The Oberlin Review
<< Front page Arts April 27, 2007

Howell Lives On Through Poetry

In the spring of 2001, Emma Howell, then a sophomore at Oberlin College studying abroad in Brazil, died in a drowning accident at the age of 20. At Oberlin, she had majored in creative writing and studied languages intensively. As a poet, her work was what is usually called “promising,” but in actuality was already partly realized. She published her first poems while still in high school, and took full advantage of the opportunity to receive feedback from her creative writing professors. The tragedy of her early death, rather than silencing her talent, brings her work to the foreground nearly six years later with the December 2006 publication of a book of her poems, Slim Night of Recognition.

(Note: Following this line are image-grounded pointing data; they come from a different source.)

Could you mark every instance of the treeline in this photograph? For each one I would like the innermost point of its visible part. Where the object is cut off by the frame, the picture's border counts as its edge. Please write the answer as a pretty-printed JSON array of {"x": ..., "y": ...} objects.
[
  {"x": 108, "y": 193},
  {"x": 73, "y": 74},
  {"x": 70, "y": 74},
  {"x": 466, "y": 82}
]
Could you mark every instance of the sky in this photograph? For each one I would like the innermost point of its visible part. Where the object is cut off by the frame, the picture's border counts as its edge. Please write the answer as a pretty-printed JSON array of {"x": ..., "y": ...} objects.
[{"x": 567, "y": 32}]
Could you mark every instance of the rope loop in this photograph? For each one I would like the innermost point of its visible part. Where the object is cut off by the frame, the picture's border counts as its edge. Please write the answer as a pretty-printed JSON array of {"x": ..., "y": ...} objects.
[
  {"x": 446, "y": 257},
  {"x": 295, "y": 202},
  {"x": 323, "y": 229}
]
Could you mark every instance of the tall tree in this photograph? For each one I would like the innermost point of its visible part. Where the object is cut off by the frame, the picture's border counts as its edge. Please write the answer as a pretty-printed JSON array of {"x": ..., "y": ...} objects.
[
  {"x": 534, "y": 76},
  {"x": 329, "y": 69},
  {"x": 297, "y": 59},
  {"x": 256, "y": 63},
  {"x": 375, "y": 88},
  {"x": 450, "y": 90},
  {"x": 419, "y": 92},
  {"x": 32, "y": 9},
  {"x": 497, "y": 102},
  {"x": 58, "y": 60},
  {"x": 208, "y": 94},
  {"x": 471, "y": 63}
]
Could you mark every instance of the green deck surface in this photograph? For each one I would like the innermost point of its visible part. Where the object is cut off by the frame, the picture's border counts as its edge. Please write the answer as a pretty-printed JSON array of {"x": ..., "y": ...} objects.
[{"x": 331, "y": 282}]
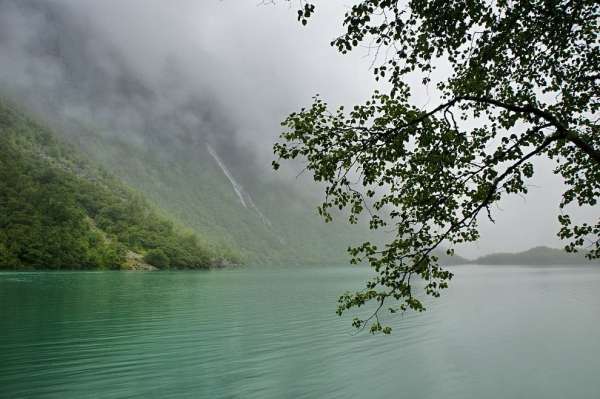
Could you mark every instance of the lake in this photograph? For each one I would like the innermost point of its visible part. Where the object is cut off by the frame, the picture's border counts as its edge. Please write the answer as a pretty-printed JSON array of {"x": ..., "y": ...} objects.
[{"x": 272, "y": 332}]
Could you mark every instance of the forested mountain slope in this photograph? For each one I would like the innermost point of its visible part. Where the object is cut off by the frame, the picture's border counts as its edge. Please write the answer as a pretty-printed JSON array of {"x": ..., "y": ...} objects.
[{"x": 57, "y": 210}]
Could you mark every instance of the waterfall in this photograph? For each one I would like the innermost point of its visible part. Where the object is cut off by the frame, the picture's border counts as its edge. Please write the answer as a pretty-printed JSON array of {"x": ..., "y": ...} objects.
[
  {"x": 244, "y": 197},
  {"x": 236, "y": 187}
]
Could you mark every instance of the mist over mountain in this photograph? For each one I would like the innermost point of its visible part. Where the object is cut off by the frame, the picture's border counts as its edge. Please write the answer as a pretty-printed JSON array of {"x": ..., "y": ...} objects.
[
  {"x": 164, "y": 133},
  {"x": 166, "y": 78}
]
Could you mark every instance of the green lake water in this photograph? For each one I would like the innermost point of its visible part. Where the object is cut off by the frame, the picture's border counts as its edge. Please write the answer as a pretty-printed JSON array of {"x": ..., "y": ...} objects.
[{"x": 498, "y": 332}]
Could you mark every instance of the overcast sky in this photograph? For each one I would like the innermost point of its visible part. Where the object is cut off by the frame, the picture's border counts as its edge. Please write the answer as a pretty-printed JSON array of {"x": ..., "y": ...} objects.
[{"x": 260, "y": 64}]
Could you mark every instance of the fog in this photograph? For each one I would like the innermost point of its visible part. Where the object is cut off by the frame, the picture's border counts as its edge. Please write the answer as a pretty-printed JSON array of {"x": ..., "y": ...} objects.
[{"x": 227, "y": 72}]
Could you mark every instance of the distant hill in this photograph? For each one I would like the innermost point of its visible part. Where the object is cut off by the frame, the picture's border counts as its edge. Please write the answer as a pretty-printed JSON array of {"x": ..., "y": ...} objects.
[{"x": 535, "y": 256}]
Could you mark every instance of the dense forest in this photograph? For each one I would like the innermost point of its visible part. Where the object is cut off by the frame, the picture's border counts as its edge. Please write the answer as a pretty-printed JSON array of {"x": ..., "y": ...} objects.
[{"x": 59, "y": 211}]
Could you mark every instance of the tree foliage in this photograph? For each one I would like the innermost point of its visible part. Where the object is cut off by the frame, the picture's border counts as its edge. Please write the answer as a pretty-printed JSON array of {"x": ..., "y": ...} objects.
[{"x": 518, "y": 82}]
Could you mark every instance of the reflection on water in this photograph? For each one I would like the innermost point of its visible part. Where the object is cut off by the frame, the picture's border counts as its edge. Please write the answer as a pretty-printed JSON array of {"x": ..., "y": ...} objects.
[{"x": 498, "y": 332}]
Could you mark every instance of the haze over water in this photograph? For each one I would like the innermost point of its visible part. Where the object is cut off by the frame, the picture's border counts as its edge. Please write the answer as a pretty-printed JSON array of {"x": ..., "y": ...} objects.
[{"x": 498, "y": 332}]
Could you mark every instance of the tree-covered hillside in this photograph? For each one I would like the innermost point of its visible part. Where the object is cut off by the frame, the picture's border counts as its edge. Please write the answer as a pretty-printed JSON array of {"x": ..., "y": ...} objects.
[
  {"x": 274, "y": 223},
  {"x": 57, "y": 210},
  {"x": 542, "y": 256}
]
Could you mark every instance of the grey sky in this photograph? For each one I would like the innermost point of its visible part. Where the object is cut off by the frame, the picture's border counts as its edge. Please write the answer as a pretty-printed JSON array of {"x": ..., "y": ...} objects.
[{"x": 258, "y": 64}]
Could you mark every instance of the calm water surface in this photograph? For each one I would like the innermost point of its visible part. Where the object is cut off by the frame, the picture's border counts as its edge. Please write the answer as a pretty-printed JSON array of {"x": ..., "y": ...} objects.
[{"x": 498, "y": 332}]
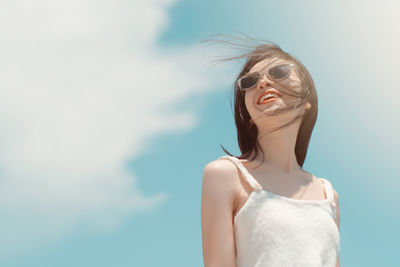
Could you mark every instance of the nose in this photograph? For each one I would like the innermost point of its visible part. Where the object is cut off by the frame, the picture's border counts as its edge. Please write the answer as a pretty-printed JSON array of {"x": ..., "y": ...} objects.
[{"x": 263, "y": 82}]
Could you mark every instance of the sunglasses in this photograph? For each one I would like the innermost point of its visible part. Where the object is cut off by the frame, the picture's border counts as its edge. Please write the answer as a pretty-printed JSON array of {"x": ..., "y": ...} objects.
[{"x": 274, "y": 73}]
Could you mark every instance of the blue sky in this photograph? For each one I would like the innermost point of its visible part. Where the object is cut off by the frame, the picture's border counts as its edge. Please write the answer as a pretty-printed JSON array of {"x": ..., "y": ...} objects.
[{"x": 93, "y": 173}]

Howell’s father, Chris, a poet and editor himself, selected the poems for the manuscript with help from Howell’s mother Karen Checkoway, also an editor. Shortly after Emma’s death, both slowly began collecting poems from notebooks, computer files and e-mails sent to friends.

For six months after Howell’s death, Chris said, the poems “sat in my room, unopened.” When he finally began to read and assemble her work, it was “a kind of conversation&hellip;but [of course] it was not a conversation.”

The poems themselves, inextricable as they may be from the story of Howell’s death, are quite conversant, as one might say about a person who has learned a language well. Here, though, the word implies something else — the poems talk to, grapple with, question and whisper to themselves.

Howell wrote in “The Map”:     “All I have to do is find the right skin, / my feather skin, and heft me up / into the world above this world /where a deep breath of tides is the only food. / But wait, wait, I am full of the land, / so loaded with the bones and the breaks of my / lovers and friends,&hellip;”

This forcible dividing of the self exists throughout the book, often followed by its unification, as in “Things to Do”: “Lay yourself down like a half-moon, / let the vagabond night take you. / Say round, palm-shaped prayers / for a life of all things already done.”

One could not try to immortalize Howell using her poems as mere vehicles — the breadth of awareness in Slim Night composes a voice that is challenging and present, not reducible to the single fact of her short life.

Nether Chris nor Checkoway want the book to be just a memorial gesture. It’s confusing, Chris noted, because as the editor, and of course as Howell’s father, it’s tempting for the public to focus on his process and feelings. But the book is, as Checkoway emphasized, “Emma’s baby.”

With the solidity of Howell’s own poetic voice, which needs no apologies or pushes, the question of how to raise that baby remains. How Howell would feel about the book, said Checkoway, crosses her mind often.

“She might be really pissed,” she confessed. After all, few parents gain the privilege of exploring their children’s inner lives — but again, few parents have such a sorrowful opportunity.

Because Howell’s poems were collected in many forms, as she rarely dated them, it was up to her father to decide which version was the finished one. Emma’s close friend, Rachael Sarto, said that she had seen some of the book’s poems as first drafts at Oberlin. These drafts — sometimes written on paper towels or the backs of receipts — made it clear that writing “was what she did,” noted Checkoway.

It is helpful to have Howell’s own text for a closer assessment of the voice that makes its way into the poems. Slim Night compiles work that is much less confident than one would expect of a 20-year-old — not because it does not know what it is doing, but because it allows doubt.

“When to stop? When to know which / word has entered its temple and locked me in?,” she wrote in “Just This.” The backdrop of the doubt, though, is a hidden spiritual logic, a knowledge that is broader than the poet as an individual. This logic emerges in lines like these: “All I have given I have given over under a false name / because they are the things that will follow me, they are / the way I know how many people I have been and how much / each of them has cost...”

This certain, faithful voice is what gives Howell’s work its agency and the book its ability to stand independently.

A book party and reading will take place at Mindfair Books on Saturday, April 28, at 3 p.m.